While I highly respect Marin’s craftsmanship and experience, I agree with some of his points but cannot agree with the “doing something for many years means you know and do better” point.
In our local jazz orchestra, there are guys who’ve been playing for 40-50 years now, and back when I was 15, I knew more jazz theory concepts than all of them and would play much more sophisticated and logically connected stuff over the changes, so I could get the job done better, having only 5 years of experience than the guys who were doing it for their whole life. They, of course, knew more stuff about notation and sh*t, but when it was time to blow over the changes, all their 40 years of experience were worthless.
You can find the same analogy in drivers.
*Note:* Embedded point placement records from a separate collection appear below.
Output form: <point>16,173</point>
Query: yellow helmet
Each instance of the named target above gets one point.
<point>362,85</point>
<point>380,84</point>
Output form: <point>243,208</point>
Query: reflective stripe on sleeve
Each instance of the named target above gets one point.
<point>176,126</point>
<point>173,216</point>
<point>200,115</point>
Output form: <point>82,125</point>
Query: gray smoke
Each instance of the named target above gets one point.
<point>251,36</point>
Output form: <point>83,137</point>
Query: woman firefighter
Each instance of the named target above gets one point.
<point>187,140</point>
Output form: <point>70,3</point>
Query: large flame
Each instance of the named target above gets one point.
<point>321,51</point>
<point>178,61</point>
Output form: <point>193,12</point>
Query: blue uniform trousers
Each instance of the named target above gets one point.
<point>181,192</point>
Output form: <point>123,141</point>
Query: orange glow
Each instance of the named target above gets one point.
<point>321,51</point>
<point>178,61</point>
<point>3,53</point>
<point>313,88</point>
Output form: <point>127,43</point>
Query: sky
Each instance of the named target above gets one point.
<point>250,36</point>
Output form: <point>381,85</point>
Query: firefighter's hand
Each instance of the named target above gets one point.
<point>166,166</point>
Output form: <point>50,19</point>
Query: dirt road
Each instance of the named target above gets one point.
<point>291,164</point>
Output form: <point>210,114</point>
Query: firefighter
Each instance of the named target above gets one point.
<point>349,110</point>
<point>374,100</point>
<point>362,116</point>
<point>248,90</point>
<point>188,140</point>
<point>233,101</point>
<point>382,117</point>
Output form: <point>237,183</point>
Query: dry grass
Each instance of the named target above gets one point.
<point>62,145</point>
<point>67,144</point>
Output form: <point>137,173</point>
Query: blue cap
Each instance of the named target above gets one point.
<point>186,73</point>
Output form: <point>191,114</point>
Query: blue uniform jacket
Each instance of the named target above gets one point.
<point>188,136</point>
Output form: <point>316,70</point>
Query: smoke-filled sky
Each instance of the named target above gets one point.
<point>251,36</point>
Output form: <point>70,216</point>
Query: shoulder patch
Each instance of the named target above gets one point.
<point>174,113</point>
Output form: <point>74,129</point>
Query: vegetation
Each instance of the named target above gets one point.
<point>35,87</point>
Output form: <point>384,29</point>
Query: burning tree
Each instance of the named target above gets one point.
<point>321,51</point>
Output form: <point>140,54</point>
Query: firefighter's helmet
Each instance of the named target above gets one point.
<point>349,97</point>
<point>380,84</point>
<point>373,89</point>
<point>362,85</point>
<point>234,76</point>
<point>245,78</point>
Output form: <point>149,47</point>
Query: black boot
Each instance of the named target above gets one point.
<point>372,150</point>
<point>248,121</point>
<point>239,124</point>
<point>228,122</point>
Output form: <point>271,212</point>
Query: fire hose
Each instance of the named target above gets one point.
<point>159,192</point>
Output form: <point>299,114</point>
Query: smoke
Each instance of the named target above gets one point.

Some of the Taxi drivers I’ve seen that had over 30 years of driving experience, drove like ****, and some with only 5 years of experience drove efficiently, clean and safe. That’s the reason I prefer not to get into experience measuring years-wise.
Don’t get me wrong, having a big experience is great, but using it as a “being right and know all the sh*t“ point doesn’t fly with me. Still, I would consider the concave and flat table thing just being a personal choice of whoever doing the job. Some like this, some like that - both ways it works, and if it does, I’m happy.
And no, none of my concave-table Hollywoods are pickier with reeds than any of my flat-table Florida Links. If the reed itself Is flat, all works well.
PS. The Hollywood that you set up, Marin, has a huge concavity, and plays great. Though, I wish it had more baffle.